William Collins, a principal in the firm, said that the timing was coincidental and that his firm contributes to many political campaigns. "It comes with the territory," he said.
A review of Board of Elections records shows Travers Collins was the only one of the five firms that submitted their qualifications to contribute to the county executive during this period.
Payments to the firms are capped at $2,500 a month -- "good for us from a budget perspective," Cappellino said.
A Buffalo News examination of monthly bills obtained under the Freedom of Information Law shows Travers Collins billed for the maximum fee for each of the first seven months of the contract and is on pace to collect $30,000 for the first year of its contract.

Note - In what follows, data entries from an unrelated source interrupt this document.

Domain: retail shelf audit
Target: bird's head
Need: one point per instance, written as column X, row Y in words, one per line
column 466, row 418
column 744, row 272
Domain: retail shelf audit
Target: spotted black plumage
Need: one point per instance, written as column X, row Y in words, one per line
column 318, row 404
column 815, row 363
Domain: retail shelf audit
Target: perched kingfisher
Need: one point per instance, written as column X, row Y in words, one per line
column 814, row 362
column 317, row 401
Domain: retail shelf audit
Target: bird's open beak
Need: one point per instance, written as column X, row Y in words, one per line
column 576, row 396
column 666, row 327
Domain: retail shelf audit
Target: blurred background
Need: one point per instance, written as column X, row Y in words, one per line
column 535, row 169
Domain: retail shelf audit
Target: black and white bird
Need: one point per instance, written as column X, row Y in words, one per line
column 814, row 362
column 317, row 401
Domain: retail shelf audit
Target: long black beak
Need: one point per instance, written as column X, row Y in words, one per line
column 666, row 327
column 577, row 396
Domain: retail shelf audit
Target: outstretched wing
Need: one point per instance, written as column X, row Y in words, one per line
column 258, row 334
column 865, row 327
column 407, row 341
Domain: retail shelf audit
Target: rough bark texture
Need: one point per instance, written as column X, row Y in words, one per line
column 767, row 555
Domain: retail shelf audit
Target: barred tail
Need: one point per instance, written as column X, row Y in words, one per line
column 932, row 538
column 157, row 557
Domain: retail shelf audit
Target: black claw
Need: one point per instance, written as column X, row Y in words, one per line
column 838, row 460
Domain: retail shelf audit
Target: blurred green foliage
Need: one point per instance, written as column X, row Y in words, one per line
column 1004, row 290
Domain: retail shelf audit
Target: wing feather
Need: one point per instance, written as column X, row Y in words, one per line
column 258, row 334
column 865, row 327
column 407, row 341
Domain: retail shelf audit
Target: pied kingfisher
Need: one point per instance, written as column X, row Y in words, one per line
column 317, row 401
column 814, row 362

Some months, the firm's billable hours exceeded the cap, meaning Travers Collins, in effect, provided some services free of charge.
"We think we give them good value," Collins said.
A member of the Travers Collins staff typically attends monthly board meetings, writes news releases, deals with reporters and advises agency officials on how to handle media matters. It also advises on marketing issues, such as preparation of brochures and development of a newsletter.
A May 2009 News investigation found that the failed One Sunset restaurant on Delaware Avenue in Buffalo was launched with the help of $110,000 in city loans and grants and was later kept afloat by a $50,000 loan approved by the ECIDA in August 2008.
The restaurant was on the brink of financial ruin when the ECIDA loan was approved, a fact not disclosed by city officials who served on an agency advisory panel.
A subsequent audit released by City Comptroller Andrew SanFillipo in August 2009 found wholesale problems with the way the Buffalo Economic Renaissance Corp. dealt with the restaurant, which it provided with loans and grants.
The audit also found the ECIDA did little to scrutinize One Sunset's application beyond running a personal credit check on restaurateur Leonard Stokes, despite a paper trail of public records that showed the restaurant had fallen behind in paying its sales tax receipts to the state and had been the target of lawsuits, liens and judgments.
Release of the comptroller's audit promoted criticism of the ECIDA by Mayor Byron W. Brown.
"At the end of the day, the Erie County IDA had a responsibility to provide oversight and review of any loans that were being made, and I think there was some due diligence there that needed to kick in as well," the mayor said.
The agency sprang into action the day The News reported Brown's comment.
On the afternoon of Aug. 21, the same day Brown's critical comments were reported in The News, Travers Collins issued a news release on behalf of the ECIDA that stated the loan application had been the subject of a "stringent review," that the ECIDA's handling of One Sunset "adhered to loan review guidelines" and that "due diligence is a way of life for us."
Only when pressed in an interview with The News did Culliton concede that the agency's scrutiny was limited to a personal credit check and interview with Stokes. A subsequent audit by SanFillipo found that Stokes' credit score was so low that it should have disqualified him from obtaining a government loan for the restaurant.
Bills submitted by Travers Collins show it spent 14 to 17.5 hours dealing with One Sunset issues over the course of the month, much of that time presumably related to the audit and continuing media coverage. That work, coupled with other tasks, amounted to hours valued at $3,525 for the month, of which the ECIDA was billed for its cap amount of $2,500.